“If you want something done right, you oughta do it yourself.”
What he doesn’t mention is the Scarface-sized mountain of cocaine that led to this decision. God love him, Stephen does his best. Creates an… interesting film. Get ready to laugh, get kind of weirded out, and then laugh some more. Basically a less dreadful version of Terminator. The machines may come to life, but they only kill you if you’re an imbecile. Crank up the AC/DC, and enjoy the ride.
Well, the title isn’t lying. There is a thing, and it does some things. Great special effects. Great acting by all involved. The very sense of paranoia we’re all trying to escape nowadays, for two hours put to film. Insanity. Also, the most moist film this side of “Society.” When in doubt, kill it with fire!
When it’s a foggy morning and I say to myself “this is the beginning of a horror movie, for sure,” this is the movie I’ve been unknowingly referencing.
A cross between the Gorton’s fisherman and Boris Karloff’s mummy, there’s something in the fog. It’s a wonder people still travel to new England seaside towns after this and JAWS. The fog took on a very similar sense of menace as the infamous shark, terrorizing the residents.
The character development was odd but worked well enough considering the genre. It appears that picking up hitchhikers led to long-term romantic relationships back in the day.
Moral of the story: beware of local politics. Whether it’s a killer clown, killer shark, or a colonial sea captain, your ancestors screwed over… No good can come of it.

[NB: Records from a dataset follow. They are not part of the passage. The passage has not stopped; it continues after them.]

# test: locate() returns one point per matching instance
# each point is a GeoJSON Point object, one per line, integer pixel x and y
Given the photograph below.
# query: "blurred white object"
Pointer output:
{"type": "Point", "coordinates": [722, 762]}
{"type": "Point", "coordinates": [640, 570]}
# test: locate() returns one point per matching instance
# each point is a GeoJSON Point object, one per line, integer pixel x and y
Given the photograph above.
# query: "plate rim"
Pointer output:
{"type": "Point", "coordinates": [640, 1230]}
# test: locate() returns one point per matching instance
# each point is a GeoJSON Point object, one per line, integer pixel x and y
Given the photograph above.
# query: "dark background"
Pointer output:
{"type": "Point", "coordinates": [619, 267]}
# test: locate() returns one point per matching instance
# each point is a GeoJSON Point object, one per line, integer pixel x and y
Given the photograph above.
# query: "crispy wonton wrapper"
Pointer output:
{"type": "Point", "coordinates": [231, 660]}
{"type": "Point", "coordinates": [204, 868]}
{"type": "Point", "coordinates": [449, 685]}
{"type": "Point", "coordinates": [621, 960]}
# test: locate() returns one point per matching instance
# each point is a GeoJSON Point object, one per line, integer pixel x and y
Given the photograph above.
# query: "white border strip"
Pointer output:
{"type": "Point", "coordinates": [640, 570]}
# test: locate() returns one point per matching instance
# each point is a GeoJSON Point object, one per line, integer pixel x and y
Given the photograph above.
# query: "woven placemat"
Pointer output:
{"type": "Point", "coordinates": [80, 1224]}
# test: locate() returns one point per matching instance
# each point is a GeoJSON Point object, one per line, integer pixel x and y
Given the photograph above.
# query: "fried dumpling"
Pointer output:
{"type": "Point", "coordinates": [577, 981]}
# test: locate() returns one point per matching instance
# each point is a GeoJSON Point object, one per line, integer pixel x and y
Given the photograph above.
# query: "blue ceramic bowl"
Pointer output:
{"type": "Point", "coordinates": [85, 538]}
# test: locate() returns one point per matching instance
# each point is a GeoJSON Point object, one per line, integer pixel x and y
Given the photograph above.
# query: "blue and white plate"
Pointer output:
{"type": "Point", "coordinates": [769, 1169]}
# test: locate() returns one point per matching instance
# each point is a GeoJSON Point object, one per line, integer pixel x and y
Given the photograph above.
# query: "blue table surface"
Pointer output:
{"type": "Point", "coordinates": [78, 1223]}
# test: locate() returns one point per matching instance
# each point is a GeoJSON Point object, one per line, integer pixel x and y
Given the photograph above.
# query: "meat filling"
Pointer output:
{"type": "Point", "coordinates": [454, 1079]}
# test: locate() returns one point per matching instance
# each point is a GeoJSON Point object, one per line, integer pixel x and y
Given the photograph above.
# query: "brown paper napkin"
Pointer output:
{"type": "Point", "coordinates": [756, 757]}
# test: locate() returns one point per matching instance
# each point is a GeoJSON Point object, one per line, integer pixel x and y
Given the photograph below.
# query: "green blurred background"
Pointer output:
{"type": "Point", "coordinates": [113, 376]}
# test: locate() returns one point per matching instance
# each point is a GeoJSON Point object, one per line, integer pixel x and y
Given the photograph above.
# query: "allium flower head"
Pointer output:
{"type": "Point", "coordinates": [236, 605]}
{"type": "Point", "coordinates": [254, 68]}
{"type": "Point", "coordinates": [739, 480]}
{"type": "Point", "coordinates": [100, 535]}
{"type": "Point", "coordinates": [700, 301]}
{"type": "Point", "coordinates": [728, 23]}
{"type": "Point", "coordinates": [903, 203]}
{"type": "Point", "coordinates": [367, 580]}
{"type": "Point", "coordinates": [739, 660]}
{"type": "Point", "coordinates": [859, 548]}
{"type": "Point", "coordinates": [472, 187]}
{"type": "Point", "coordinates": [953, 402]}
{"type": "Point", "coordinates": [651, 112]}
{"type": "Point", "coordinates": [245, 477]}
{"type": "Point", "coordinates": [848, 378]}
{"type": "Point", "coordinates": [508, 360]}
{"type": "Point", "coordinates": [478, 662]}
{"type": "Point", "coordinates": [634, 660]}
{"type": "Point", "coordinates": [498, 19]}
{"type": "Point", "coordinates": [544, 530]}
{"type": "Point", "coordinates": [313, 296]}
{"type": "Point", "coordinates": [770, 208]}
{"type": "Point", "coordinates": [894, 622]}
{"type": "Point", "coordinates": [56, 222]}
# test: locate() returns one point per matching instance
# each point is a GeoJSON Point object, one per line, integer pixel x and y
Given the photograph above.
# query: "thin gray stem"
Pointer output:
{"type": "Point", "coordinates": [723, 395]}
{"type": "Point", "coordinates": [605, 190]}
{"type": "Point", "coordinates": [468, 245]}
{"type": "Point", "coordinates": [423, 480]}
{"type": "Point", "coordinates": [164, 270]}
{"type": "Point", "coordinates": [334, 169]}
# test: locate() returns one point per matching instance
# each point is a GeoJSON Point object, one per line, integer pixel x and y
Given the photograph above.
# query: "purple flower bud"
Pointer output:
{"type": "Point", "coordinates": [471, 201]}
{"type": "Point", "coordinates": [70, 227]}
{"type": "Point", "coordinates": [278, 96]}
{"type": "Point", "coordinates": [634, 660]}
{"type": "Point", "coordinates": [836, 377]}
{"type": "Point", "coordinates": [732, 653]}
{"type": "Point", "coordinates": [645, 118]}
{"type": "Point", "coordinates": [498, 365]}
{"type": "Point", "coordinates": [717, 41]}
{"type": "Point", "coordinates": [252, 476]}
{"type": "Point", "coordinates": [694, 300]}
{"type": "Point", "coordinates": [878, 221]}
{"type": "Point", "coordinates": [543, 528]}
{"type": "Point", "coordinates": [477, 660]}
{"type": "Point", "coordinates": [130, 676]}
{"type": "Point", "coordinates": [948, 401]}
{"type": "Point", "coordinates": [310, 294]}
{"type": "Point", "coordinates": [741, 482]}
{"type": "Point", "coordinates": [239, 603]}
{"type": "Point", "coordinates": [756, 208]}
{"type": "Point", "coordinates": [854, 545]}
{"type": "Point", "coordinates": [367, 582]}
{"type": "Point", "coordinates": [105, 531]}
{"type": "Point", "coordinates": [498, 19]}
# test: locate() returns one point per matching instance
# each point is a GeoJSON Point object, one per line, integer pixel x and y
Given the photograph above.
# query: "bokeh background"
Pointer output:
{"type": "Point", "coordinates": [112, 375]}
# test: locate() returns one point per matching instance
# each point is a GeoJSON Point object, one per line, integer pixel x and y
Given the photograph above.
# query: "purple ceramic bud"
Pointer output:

With the benefit of hindsight, this makes sense and is an exciting entry in the saga. At the time, I’m sure I would have been right there with my pitchfork and torch, ready to burn the theater down saying, “what the hell what was that?”
This is a slasher film. Don’t overthink it. No need for Druids and Stonehenge and curses. Just Michael Myers, his knife, and some unsuspecting teenagers.
It’s one of those historical films you have to watch once, but will probably never revisit.